With the Equifax data breach exposing the personal identifiable information (PII) of 143 million Americans this year, we will need to be prepared to receive and answer more concerns than ever from our clients about tax related identify theft this coming tax season.
But while the IRS has been steadily improving safeguards against tax identity theft every year, there is still very little an individual – or their tax professional – can do to prevent tax identity theft once their information has been compromised. The best strategy for any taxpayer remains the same: file your return as early as possible in order to beat the identify thieves to the punch. That said, there are a few things we can do to help our clients who may be worried.
We can help our clients by setting expectations for a tax season that may be fraught with delays. Filing early is an excellent proactive measure, but it may not prevent a refund from being held up. With heightened security around identity theft, any of our clients may find their refunds withheld indefinitely with little explanation from the IRS.
In addition, we may find it necessary to help our clients understand the limits of their control over tax return identity theft. For example, it might help to alert our clients that putting credit freezes on their credit accounts after being notified that their information was compromised may help prevent credit card fraud, but it is unlikely to prevent tax return fraud; a credit freeze does nothing to stop an identity thief who has enough of a client’s personal identifiable information from filing a fraudulent tax return in their names.
Though state definitions may differ slightly, personal identifiable information (PII) is any data that could potentially identify a specific individual. PII generally includes any of the following: an individual’s name, date of birth, credit card numbers, social security number, financial records, credit report date, state identification or driver’s license number, telephone numbers, addresses, names of relatives, photographs, or anything else that can be used to identify an individual.
We can help our clients be proactive against potential tax identity theft by giving them a little nudge just after the New Year. We can call them in early January to review their prior year’s return and discuss the information documents and receipts for potentially deductible expenses they will need to complete their returns for the current tax year – and ask to set up their tax appointments for the earliest possible time, while letting them know about our concerns for the upcoming filing season.
A client who has already been a victim of identity theft tax fraud may be eligible for an Identity Protection Personal Identification Number (IP PIN). An IP PIN is an assigned number that is used when filing to authenticate the tax filer’s identity. Any client whose Social Security number has been compromised and who has been informed by the IRS of a possible identity theft tax fraud, or whose e-filed return is rejected as a duplicate, should complete and file Form 14030, Identity Theft Affidavit. In addition, clients who filed a tax return last year in Georgia, Florida, or Washington D.C. are able to obtain an IP PIN.
Once our clients file their returns, they may want to set up an account with the IRS that allows them to monitor the details of their tax activity. While it can be a bit of a hassle to set up, being able to check in on the activity might provide them with the extra peace of mind they need if they are concerned.
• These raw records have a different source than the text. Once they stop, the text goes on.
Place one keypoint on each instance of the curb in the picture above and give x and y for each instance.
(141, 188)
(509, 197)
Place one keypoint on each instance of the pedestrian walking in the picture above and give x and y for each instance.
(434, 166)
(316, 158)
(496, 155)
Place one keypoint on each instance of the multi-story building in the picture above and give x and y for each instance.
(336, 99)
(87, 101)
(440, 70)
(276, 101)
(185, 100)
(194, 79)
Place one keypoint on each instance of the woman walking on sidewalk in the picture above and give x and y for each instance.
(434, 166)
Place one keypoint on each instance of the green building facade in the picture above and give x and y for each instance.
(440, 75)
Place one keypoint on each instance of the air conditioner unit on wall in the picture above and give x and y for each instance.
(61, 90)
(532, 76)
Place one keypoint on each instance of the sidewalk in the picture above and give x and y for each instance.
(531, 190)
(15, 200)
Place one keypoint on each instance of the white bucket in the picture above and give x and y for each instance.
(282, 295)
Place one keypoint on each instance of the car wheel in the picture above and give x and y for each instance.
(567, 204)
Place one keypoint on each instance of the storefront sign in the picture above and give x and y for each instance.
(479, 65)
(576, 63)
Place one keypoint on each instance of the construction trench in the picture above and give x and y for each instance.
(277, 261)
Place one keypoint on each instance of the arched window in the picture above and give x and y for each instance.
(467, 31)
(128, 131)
Despite the additional worry caused by the data breach, there is quite a bit to be hopeful about that we can share with our clients. The IRS and its Security Summit Partners have been making steady progress over the past several years in combatting tax identity theft. The number of identity theft returns has been declining since 2015, and the number of people who are reporting themselves to be identify theft victims has also been declining substantially.
The tax industry has been sharing data points that have helped the IRS and states identify potential identity theft fraud – and this year they will be sharing more data points than they have in past years, which should help to further reduce tax related fraud. Additionally, the IRS and Security Summit Partners are continuing to share information about emerging identity theft schemes in the Identity Theft Tax Refund Fraud information and Sharing and Analysis Center.
While the Equifax breach may have exposed enough PII for someone to file a fake return, new protections are in place that may prevent them if they try. The IRS and Security Summit Partners from the federal, state, and private sectors are further refining the existing tax return security protections for the 2018 tax season. For example, beginning in 2018, 66 million W-2 forms will include a new “Verification Code” box (Box 9 of the W-2 Form) that will authenticate their W-2 as they file their tax return.
Even with the incredible progress being made to combat identity theft, keeping W-2 and other financial data secure remains critical – especially for our clients whose PII has been compromised. The holiday season is a great time not only for end of year tax planning, but also to remind our clients of the need for vigilance in keeping their information secure. This includes never sending confidential documents containing PII to anyone via email, ensuring documents are stored in a secure location, shredding documents before disposing of them, maintaining firewalls, practicing safe web browsing, using best practices for password creation, and understanding how to identify and avoid social engineering schemes.
Data breaches are beyond our control. Once an identity thief gets hold of our clients’ personal information, there is little we can do to prevent tax identity theft from happening to them. But we can still help by encouraging our clients to file as early as possible, monitor the activity in their accounts, and to be vigilant about their information and cyber security in order to minimize any resulting damage from compromised personal data.